TMTPOST--The relentless expansion of AI large language models (LLMs) in line with the Scaling Law—driven by increasing training data, computational power and parameters—may soon hit its ceiling, warns Xiao Yanghua, a professor at Fudan University's School of Computer Science and Technology, and Director of the Shanghai Key Laboratory of Data Science.
"We need to reassess the Scaling Law. Moreover, we must address these issues at their root, to stimulate the core cognitive abilities of large models and enhance their level of rationality," Xiao noted.
At the 2024 Inclusion Conference on the Bund held from September 5 to 7, the "From Data for AI to AI for Data" forum projected that by 2026, the amount of new data generated by humans will fall behind the data needed for training models. By 2028, it is estimated that AI LLMs will deplete human-generated data.
This raises concerns that future models, whether using high-quality open data or information from the internet, will eventually reach a "bottleneck," making it difficult to achieve superhuman general artificial intelligence (AGI).
Xiao emphasized that the crux of AI model implementation lies in data engineering. However, the current development of large models is characterized by "crude" data consumption and inefficient usage, far inferior to human data processing. Furthermore, he pointed out that much of the data used in these massive models could be seen as "fluff," suggesting that we are already approaching the point where AI LLMs have exhausted useful data.

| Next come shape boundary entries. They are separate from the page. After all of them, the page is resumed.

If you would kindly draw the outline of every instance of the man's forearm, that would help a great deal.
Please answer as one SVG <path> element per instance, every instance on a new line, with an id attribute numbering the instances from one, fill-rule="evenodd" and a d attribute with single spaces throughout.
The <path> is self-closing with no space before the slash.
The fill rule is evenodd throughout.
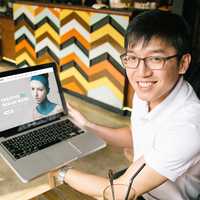
<path id="1" fill-rule="evenodd" d="M 109 185 L 106 178 L 69 169 L 65 175 L 65 182 L 75 190 L 101 199 L 103 190 Z"/>

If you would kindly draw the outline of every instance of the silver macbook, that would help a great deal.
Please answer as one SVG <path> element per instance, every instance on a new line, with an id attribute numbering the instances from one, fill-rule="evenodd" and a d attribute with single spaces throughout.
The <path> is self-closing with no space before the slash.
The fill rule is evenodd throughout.
<path id="1" fill-rule="evenodd" d="M 0 154 L 22 182 L 105 147 L 67 118 L 54 63 L 0 73 Z"/>

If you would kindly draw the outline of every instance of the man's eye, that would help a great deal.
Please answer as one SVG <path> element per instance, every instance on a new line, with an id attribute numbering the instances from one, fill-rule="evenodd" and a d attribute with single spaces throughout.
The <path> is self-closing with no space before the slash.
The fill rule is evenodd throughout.
<path id="1" fill-rule="evenodd" d="M 128 60 L 130 62 L 135 62 L 135 61 L 137 61 L 137 57 L 136 56 L 128 56 Z"/>
<path id="2" fill-rule="evenodd" d="M 159 63 L 159 62 L 163 61 L 163 58 L 162 57 L 150 57 L 149 60 L 151 62 Z"/>

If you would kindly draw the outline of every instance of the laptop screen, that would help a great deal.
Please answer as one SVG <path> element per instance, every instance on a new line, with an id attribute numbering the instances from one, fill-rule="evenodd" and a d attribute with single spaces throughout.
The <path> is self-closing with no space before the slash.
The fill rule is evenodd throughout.
<path id="1" fill-rule="evenodd" d="M 55 119 L 64 112 L 52 67 L 0 77 L 0 132 L 17 132 Z"/>

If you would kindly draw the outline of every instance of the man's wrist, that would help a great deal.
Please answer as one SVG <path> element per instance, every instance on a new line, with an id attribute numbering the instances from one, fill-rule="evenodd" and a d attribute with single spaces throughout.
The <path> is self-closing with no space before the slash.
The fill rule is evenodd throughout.
<path id="1" fill-rule="evenodd" d="M 58 170 L 58 175 L 57 175 L 58 182 L 63 183 L 65 181 L 65 176 L 66 176 L 69 169 L 72 169 L 72 167 L 71 166 L 65 166 L 65 167 L 62 167 Z"/>

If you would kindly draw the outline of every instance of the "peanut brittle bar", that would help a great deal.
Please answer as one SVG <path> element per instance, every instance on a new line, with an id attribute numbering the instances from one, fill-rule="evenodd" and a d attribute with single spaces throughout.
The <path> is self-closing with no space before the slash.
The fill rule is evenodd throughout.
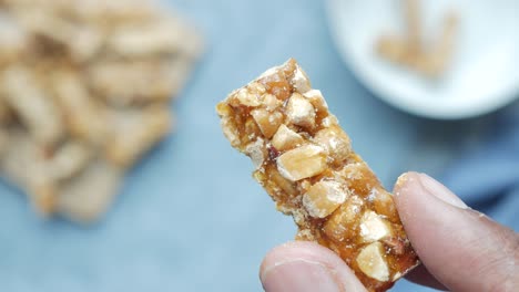
<path id="1" fill-rule="evenodd" d="M 335 251 L 369 291 L 385 291 L 419 261 L 393 196 L 353 152 L 349 137 L 295 60 L 273 67 L 216 106 L 253 177 L 292 215 L 296 239 Z"/>

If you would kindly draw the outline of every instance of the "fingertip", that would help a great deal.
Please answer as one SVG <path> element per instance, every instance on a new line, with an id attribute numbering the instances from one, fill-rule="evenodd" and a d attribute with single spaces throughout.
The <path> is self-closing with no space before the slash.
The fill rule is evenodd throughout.
<path id="1" fill-rule="evenodd" d="M 513 252 L 507 248 L 517 244 L 513 232 L 471 210 L 427 175 L 404 174 L 394 192 L 415 251 L 447 288 L 477 291 L 496 285 L 499 279 L 517 279 L 510 278 Z"/>
<path id="2" fill-rule="evenodd" d="M 292 241 L 268 251 L 260 279 L 267 292 L 366 291 L 337 254 L 308 241 Z"/>

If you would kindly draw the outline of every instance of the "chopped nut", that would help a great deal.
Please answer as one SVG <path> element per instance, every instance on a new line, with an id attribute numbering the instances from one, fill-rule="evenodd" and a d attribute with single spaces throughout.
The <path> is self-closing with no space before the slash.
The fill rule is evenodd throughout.
<path id="1" fill-rule="evenodd" d="M 241 88 L 236 93 L 236 98 L 241 104 L 245 106 L 258 106 L 261 105 L 260 96 L 256 94 L 251 94 L 246 88 Z"/>
<path id="2" fill-rule="evenodd" d="M 266 157 L 263 139 L 258 138 L 256 142 L 250 143 L 245 148 L 245 154 L 251 157 L 254 166 L 258 169 Z"/>
<path id="3" fill-rule="evenodd" d="M 314 140 L 325 148 L 334 163 L 343 163 L 352 152 L 349 137 L 338 126 L 327 127 L 317 132 Z"/>
<path id="4" fill-rule="evenodd" d="M 283 105 L 283 102 L 272 94 L 265 94 L 263 96 L 263 104 L 268 112 L 274 112 Z"/>
<path id="5" fill-rule="evenodd" d="M 294 93 L 286 106 L 288 122 L 305 128 L 315 126 L 315 108 L 312 103 L 299 93 Z"/>
<path id="6" fill-rule="evenodd" d="M 381 219 L 379 215 L 369 210 L 360 218 L 359 229 L 364 242 L 377 241 L 391 234 L 389 223 Z"/>
<path id="7" fill-rule="evenodd" d="M 268 113 L 264 108 L 256 108 L 251 112 L 251 115 L 266 138 L 271 138 L 283 123 L 283 114 L 278 112 Z"/>
<path id="8" fill-rule="evenodd" d="M 407 273 L 417 255 L 398 216 L 389 216 L 395 208 L 390 195 L 350 148 L 320 92 L 306 81 L 289 60 L 243 87 L 247 93 L 256 83 L 266 88 L 267 94 L 254 93 L 261 96 L 258 105 L 244 106 L 236 97 L 240 90 L 232 92 L 217 106 L 224 134 L 253 156 L 253 177 L 276 209 L 293 217 L 296 240 L 332 249 L 367 290 L 386 291 L 393 285 L 390 275 Z M 277 113 L 282 122 L 272 135 L 264 121 Z"/>
<path id="9" fill-rule="evenodd" d="M 323 231 L 335 241 L 344 241 L 355 234 L 354 225 L 363 210 L 364 201 L 358 196 L 350 196 L 326 221 Z"/>
<path id="10" fill-rule="evenodd" d="M 322 180 L 303 196 L 303 205 L 312 217 L 325 218 L 334 212 L 347 196 L 337 181 Z"/>
<path id="11" fill-rule="evenodd" d="M 272 145 L 281 152 L 295 148 L 299 146 L 303 142 L 304 139 L 299 134 L 289 129 L 285 125 L 281 125 L 279 128 L 277 128 L 276 134 L 274 134 L 274 137 L 272 137 Z"/>
<path id="12" fill-rule="evenodd" d="M 357 264 L 367 277 L 378 281 L 389 280 L 389 268 L 384 259 L 384 247 L 380 242 L 373 242 L 365 247 L 357 255 Z"/>
<path id="13" fill-rule="evenodd" d="M 279 156 L 277 169 L 286 179 L 296 181 L 323 173 L 326 169 L 326 157 L 322 147 L 305 145 Z"/>
<path id="14" fill-rule="evenodd" d="M 32 136 L 44 146 L 53 146 L 64 134 L 59 109 L 39 86 L 29 69 L 13 66 L 3 72 L 3 101 L 20 116 Z"/>

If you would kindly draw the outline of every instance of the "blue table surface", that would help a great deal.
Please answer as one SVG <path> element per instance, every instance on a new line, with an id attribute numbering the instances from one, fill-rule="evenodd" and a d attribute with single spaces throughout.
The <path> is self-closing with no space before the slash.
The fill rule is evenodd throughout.
<path id="1" fill-rule="evenodd" d="M 487 119 L 439 123 L 398 112 L 352 75 L 320 1 L 176 0 L 207 48 L 175 102 L 177 131 L 130 174 L 91 227 L 41 220 L 0 185 L 0 291 L 262 291 L 258 267 L 291 240 L 291 218 L 223 137 L 215 104 L 267 67 L 296 58 L 384 184 L 437 173 Z M 403 282 L 403 281 L 400 281 Z M 399 283 L 395 291 L 425 291 Z"/>

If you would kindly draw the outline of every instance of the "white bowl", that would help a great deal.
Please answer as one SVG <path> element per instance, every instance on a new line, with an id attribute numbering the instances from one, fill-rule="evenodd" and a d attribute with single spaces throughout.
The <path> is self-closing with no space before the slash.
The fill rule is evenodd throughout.
<path id="1" fill-rule="evenodd" d="M 435 35 L 449 8 L 460 18 L 452 62 L 435 81 L 375 53 L 374 43 L 381 33 L 404 33 L 400 2 L 326 2 L 338 51 L 365 86 L 398 108 L 441 119 L 489 113 L 518 97 L 519 1 L 420 1 L 425 35 Z"/>

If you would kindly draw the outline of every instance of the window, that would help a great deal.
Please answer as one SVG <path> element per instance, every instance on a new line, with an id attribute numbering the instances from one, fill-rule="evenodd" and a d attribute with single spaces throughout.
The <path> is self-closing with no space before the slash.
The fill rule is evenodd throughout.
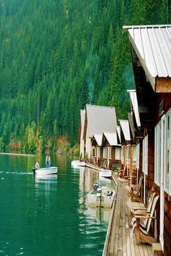
<path id="1" fill-rule="evenodd" d="M 121 147 L 121 161 L 122 161 L 122 162 L 124 161 L 123 151 L 124 151 L 124 146 L 122 146 Z"/>
<path id="2" fill-rule="evenodd" d="M 155 127 L 154 181 L 171 195 L 171 109 Z M 162 176 L 161 176 L 161 175 Z"/>
<path id="3" fill-rule="evenodd" d="M 97 152 L 96 152 L 96 157 L 100 157 L 100 147 L 97 147 Z"/>
<path id="4" fill-rule="evenodd" d="M 136 168 L 140 168 L 140 144 L 136 145 Z"/>
<path id="5" fill-rule="evenodd" d="M 161 122 L 155 127 L 154 182 L 159 186 L 161 168 Z"/>
<path id="6" fill-rule="evenodd" d="M 143 172 L 148 174 L 148 135 L 143 140 Z"/>
<path id="7" fill-rule="evenodd" d="M 115 160 L 120 160 L 120 148 L 115 147 Z"/>
<path id="8" fill-rule="evenodd" d="M 103 158 L 107 158 L 107 147 L 103 149 Z"/>
<path id="9" fill-rule="evenodd" d="M 136 146 L 133 145 L 133 164 L 136 163 Z"/>
<path id="10" fill-rule="evenodd" d="M 111 157 L 111 155 L 112 155 L 112 149 L 111 149 L 111 147 L 109 147 L 108 148 L 108 158 L 109 159 L 111 159 L 112 157 Z"/>
<path id="11" fill-rule="evenodd" d="M 164 120 L 164 134 L 165 134 L 165 144 L 164 148 L 164 156 L 165 166 L 164 165 L 164 189 L 167 192 L 170 191 L 171 192 L 171 186 L 170 182 L 170 146 L 171 146 L 171 136 L 170 136 L 170 120 L 171 120 L 171 110 L 166 115 Z"/>
<path id="12" fill-rule="evenodd" d="M 92 149 L 92 156 L 93 157 L 95 157 L 95 149 Z"/>
<path id="13" fill-rule="evenodd" d="M 126 146 L 126 163 L 130 163 L 130 145 Z"/>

The rapid expansion of LLMs has led to an increase in the scale of data consumption. For instance, Meta's open-source model Llama 3 reportedly uses 15 trillion tokens, more than 200 times the size of the Library of Alexandria, which held approximately 70 GB of data. OpenAI's GPT-3.5 utilized 45 terabytes of text data, equivalent to 4.72 million copies of China's Four Great Classical Novels. GPT-4 went further, incorporating multi-modal data with a scale of hundreds of trillions of tokens.
Despite the impressive capabilities these models demonstrate, they still face significant challenges, including the infamous "hallucinations" and lack of domain-specific knowledge. OpenAI's GPT-4, for example, has an error rate of over 20%, largely due to the absence of high-quality data.
Xiao highlighted that data quality determines the "intelligence ceiling" of AI LLMs. Yet, around 80% of the data used in large-scale models may be redundant or erroneous, making the refinement of data quality and diversity critical for the future development and application of AI technology.
Xiao outlined three potential pathways to improve AI LLMs through high-quality data: synthetic data, private data, and personal data.
Xiao also believes that the current reliance on expanding model parameters—often with redundant information—may soon reach its limits. He advocates for a shift towards smaller, more refined models that retain only the most critical data, allowing AI to achieve higher levels of rationality and intelligence.
He argues that the current surge in generative AI models is a bubble that will inevitably burst, as the growth in high-quality data production is relatively slow. The challenges of controlling synthetic data quality and the limits of deductive reasoning will also cap AI's potential. Even if models are trained with parameters ten or a hundred times the size of the human brain, the limits of human cognition may prevent us from fully understanding or utilizing such superintelligent systems.
Ultimately, Xiao sees AI as a "mirror" that forces humanity to confront the things that lack value in society, pushing human beings to focus on what truly matters. He concludes that AI's future will compel industries to return to their core values and drive humans to pursue more meaningful and valuable endeavors.
As the AI field continues to evolve, the debate over data quality, scaling limits, and the role of synthetic data will shape the next phase of development. But one thing is certain: the road to AGI will be paved with challenges that extend beyond mere data accumulation.